Si alza dalla sedia lentamente per non far male a Poldo e per non cadere. Le scarpe sono consumate e vuole finire di romperle prima di buttarle. Alla moglie dice rassicurandola che ne comprerà un paio quando saranno in città. Lei scuote la testa sicura che non lo farà prima che tutta la suola sia consumata. Per quel poco che lui si muove, lei non insiste oltre.

– Hai sentito le campane? Hanno suonato a “morto”.
– L’ho sentite. Mica sono sorda. Chi è morto? 
– Non lo so. Non vorrei che…
– Sante? 
– Ma no, è tornato a Roma da due giorni, me l’ha detto il postino. 
– Hanno fatto bene, sta male e se deve morire, meglio che lo faccia a casa sua.
– Casa sua sta qua. 
– Dai figli, Giovanni. Che noioso che sei. 
– Siamo nati qui ed io qui voglio morire.
– Va bene, ma per ora sei vivo. Chi è morto, allora?
– Tu sai tutto, con quella lingua. Com’è? Non hai parlato oggi con la tua amica?
– Parlo con Rosalba quanto voglio. 
– State sempre a chiacchierare… possibile che non sapete chi stava male? 
– Non so niente. Mi faccio i fatti miei.
– E allora perché al paese vi chiamano “lingue lunghe”?
– Fatti gli affari tuoi. 
– Io sì.

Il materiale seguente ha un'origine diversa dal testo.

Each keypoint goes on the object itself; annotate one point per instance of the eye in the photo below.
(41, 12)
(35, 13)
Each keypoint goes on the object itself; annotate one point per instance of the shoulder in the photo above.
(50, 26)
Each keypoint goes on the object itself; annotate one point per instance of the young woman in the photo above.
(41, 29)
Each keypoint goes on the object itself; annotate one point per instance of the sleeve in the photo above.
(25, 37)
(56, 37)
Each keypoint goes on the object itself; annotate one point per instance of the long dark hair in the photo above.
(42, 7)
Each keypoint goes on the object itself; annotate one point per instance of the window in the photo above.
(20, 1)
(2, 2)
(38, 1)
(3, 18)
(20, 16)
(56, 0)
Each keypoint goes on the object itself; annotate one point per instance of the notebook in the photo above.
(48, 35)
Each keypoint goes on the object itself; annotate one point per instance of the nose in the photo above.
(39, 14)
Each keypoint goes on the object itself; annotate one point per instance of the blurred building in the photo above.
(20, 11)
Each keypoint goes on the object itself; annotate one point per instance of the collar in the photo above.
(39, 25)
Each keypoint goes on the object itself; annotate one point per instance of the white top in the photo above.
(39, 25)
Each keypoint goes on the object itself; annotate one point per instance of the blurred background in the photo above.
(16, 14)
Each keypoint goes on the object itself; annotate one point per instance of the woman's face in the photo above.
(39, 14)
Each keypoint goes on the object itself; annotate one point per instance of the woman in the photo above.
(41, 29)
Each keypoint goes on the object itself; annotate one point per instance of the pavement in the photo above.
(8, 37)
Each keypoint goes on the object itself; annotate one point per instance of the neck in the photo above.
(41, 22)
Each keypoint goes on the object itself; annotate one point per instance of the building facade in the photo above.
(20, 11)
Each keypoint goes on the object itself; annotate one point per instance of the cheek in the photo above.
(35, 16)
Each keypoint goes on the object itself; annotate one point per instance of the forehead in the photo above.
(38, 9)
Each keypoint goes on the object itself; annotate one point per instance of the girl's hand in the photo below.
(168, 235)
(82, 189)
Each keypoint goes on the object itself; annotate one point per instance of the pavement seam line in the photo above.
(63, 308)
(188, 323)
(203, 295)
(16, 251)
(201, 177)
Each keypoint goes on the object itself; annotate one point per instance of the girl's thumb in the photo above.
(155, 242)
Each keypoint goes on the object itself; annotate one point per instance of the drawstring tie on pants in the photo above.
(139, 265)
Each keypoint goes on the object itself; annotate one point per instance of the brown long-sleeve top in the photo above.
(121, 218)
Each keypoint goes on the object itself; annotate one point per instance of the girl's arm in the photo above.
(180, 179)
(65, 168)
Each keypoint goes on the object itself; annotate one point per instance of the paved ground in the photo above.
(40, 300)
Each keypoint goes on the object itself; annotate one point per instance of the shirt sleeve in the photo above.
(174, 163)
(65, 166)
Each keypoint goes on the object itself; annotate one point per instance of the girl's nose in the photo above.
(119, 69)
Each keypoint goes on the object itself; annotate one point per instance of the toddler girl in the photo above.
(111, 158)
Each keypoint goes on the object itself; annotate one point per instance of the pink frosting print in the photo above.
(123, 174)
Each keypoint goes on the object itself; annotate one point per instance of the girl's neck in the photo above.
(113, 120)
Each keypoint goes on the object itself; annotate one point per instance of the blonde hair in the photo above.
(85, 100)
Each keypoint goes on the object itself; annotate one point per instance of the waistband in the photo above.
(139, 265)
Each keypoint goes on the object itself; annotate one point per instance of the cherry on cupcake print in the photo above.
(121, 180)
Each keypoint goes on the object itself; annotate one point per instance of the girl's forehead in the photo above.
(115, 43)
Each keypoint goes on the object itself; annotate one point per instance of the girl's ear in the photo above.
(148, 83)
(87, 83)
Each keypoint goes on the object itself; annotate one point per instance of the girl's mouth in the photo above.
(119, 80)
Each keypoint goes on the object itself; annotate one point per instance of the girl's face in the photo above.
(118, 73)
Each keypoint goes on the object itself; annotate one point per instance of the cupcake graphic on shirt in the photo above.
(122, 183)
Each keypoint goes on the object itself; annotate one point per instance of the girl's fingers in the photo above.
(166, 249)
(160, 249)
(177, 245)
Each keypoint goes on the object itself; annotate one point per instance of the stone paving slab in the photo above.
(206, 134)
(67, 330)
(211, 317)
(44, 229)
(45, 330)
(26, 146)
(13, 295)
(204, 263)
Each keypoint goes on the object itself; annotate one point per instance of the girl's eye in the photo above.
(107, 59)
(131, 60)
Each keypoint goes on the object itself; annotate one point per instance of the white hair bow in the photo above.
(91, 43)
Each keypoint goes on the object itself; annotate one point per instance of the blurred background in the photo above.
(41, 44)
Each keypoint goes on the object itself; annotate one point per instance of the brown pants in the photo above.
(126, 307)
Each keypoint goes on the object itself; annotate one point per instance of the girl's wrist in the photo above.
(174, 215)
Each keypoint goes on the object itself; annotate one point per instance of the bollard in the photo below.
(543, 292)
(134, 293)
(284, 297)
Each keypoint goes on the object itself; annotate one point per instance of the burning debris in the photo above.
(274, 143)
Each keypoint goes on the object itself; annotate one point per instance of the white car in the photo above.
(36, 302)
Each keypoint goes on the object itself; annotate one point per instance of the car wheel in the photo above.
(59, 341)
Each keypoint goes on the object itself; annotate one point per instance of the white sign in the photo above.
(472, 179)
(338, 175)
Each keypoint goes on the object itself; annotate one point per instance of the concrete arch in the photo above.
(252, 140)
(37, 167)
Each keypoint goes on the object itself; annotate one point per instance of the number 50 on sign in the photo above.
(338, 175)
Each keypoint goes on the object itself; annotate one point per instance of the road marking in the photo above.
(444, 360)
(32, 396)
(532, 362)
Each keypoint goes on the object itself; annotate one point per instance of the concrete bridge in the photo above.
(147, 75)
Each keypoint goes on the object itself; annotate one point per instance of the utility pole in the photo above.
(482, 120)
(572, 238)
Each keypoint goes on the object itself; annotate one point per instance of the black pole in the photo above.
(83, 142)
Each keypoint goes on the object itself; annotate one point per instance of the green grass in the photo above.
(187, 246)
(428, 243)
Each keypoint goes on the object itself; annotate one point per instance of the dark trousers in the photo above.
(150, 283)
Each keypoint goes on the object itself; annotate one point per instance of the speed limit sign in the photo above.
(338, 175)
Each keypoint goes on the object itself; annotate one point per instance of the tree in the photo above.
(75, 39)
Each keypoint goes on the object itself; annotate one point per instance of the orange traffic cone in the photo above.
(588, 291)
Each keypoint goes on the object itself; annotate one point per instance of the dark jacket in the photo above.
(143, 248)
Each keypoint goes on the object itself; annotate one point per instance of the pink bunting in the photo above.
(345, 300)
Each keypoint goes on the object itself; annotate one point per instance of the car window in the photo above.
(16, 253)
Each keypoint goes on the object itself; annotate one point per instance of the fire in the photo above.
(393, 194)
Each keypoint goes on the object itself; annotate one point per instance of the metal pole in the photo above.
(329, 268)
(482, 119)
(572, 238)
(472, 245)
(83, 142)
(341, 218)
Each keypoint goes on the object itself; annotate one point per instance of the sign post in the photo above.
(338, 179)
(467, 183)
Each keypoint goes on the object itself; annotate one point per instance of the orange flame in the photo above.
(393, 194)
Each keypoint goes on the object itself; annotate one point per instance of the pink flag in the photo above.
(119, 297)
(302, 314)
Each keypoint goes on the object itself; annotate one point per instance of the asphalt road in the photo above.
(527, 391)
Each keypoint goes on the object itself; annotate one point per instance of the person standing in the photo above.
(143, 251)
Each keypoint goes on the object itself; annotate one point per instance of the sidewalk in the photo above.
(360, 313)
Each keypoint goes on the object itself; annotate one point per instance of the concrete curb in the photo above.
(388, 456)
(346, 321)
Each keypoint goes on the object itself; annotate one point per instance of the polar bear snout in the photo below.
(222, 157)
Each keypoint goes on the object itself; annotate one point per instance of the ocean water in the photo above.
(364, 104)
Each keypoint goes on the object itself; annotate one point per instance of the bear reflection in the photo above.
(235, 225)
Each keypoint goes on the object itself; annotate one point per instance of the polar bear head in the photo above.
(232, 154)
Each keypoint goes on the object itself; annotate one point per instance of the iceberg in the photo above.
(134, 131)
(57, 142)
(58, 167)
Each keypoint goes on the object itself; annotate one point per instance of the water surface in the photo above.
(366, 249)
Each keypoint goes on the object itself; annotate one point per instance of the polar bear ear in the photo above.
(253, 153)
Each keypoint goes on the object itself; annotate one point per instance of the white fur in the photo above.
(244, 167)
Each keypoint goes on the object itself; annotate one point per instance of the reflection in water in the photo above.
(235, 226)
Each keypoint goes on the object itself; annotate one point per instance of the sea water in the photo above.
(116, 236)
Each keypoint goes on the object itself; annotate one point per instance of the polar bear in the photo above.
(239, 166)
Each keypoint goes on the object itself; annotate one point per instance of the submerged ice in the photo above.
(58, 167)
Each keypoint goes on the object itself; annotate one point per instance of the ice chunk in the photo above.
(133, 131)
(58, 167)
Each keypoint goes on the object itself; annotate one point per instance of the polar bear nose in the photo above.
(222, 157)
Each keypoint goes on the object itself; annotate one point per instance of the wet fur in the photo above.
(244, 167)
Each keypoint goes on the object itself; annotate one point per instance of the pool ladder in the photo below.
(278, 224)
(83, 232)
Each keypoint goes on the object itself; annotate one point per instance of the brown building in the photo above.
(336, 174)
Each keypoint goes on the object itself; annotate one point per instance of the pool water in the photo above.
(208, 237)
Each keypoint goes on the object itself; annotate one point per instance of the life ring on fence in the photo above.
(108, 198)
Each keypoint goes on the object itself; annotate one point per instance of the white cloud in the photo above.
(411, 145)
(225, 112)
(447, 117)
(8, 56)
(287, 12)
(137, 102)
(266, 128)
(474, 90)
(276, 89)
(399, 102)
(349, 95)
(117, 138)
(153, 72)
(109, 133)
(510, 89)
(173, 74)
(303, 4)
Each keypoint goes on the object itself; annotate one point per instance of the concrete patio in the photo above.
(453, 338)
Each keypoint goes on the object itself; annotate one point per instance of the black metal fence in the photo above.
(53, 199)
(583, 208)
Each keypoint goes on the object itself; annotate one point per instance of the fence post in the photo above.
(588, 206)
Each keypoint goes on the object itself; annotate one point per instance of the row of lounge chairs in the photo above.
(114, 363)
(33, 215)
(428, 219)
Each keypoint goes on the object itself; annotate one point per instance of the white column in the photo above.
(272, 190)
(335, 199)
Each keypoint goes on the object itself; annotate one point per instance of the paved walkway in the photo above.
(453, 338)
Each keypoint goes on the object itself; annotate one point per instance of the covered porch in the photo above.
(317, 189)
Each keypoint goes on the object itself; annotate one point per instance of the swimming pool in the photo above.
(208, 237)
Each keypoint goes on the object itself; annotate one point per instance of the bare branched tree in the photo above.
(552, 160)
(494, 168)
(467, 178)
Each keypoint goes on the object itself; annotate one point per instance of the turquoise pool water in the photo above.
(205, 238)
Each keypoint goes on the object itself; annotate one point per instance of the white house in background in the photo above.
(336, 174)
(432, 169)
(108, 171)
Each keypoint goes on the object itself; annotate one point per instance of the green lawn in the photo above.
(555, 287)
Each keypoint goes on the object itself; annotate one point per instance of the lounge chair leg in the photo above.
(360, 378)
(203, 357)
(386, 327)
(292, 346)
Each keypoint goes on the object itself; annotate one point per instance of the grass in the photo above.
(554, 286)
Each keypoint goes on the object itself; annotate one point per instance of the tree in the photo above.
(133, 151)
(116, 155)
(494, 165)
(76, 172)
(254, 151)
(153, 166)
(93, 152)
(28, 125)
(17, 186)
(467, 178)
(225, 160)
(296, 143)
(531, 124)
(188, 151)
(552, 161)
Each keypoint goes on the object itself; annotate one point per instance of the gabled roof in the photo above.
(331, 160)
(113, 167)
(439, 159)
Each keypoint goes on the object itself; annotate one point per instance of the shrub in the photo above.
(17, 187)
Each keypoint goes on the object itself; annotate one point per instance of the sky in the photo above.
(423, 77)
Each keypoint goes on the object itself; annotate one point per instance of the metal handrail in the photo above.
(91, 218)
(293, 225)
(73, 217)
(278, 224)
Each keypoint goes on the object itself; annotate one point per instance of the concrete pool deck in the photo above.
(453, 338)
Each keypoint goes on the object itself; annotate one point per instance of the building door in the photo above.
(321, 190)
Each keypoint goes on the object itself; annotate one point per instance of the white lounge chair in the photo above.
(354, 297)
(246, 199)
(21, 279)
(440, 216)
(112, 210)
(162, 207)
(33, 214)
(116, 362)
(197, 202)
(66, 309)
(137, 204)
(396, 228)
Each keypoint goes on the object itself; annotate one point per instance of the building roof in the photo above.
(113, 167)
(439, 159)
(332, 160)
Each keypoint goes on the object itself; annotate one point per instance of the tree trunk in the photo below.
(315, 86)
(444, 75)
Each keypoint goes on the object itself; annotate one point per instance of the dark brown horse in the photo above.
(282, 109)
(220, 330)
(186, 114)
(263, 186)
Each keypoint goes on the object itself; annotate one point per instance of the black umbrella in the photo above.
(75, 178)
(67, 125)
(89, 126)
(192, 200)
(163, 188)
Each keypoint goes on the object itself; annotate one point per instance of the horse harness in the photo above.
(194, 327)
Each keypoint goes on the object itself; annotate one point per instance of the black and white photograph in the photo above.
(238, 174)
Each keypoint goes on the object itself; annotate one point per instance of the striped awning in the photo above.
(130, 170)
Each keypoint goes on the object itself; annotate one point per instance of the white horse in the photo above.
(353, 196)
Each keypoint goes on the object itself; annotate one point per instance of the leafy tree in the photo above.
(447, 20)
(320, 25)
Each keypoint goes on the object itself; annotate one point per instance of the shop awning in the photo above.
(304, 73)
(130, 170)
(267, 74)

Voi…
– Sei venuto tu a chiedere chi è morto. 
– Perché tu sai tutto.
– Prima ancora che muore?
– Eh, soprattutto prima che uno muore. 
– Come se non ho niente da fare.
– Ti dai da fare pure troppo, con la lingua. 
– Che cafone!
– A chiacchierare, per altro nemmeno mi ricordo più. 
– Sei un porco!
– Sei una pettegola!
– Nessuno è perfetto.
– Mi dai un bicchiere di vino?
– Ti fa male, poi muori.
– Almeno dopo hai tutto il tempo per parlare con Rosalba. 
– Porco, antipatico, cinico e…
– E rompiscatole. 
– Ecco. Non ti sopporto più. Sempre a fare battute.
– Sono di spirito. Me lo passi il vino?
– Eccolo. Bevi, poi non voglio sapere niente se…
– Ma chi mi ammazza? Se non ci sei riuscita tu in quasi cinquant’anni.
– Non si sa mai. 
– Dopo ti mettono in prigione. 
– Mi riposo. 
– Dopo non puoi spettegolare con Rosalba.
– Ma perché ti sta antipatica?
– Sbagli. Mi sta simpatica. Almeno per un’ora sto tranquillo che non mi chiami. 
– Ma chi ti chiama.
– Perché non chiami Rosalba? Lei lo sa di sicuro chi è morto.
– Sei tremendo!
– Chiamala.
– Va bene, aspettami qui.
– E chi si muove?

Giovanni sa che sua moglie è una donna sensibile. Anche se non sembra, Cecilia è un tipo riservato, l’unica con cui si lascia andare è Rosalba, l’amica d’infanzia a Poggio Cancelli. Il suo cinismo aiuta la moglie a star allegra, dopo tanti dolori che la vita non le ha risparmiato, come stavolta. Giovanni lo sa che è morta Rosalba, Poldo lo ha svegliato ore prima quando ha visto le macchine davanti casa di Rosalba. Sua moglie riposava nel letto e non ha visto il movimento a casa dell’amica. Giovanni è cinico per poi tornare tenero quando la moglie tornerà in lacrime e non avrà più voglia di parlare. Solo allora l’abbraccerà e le racconterà di quanto anche lui volesse bene a Rosalba.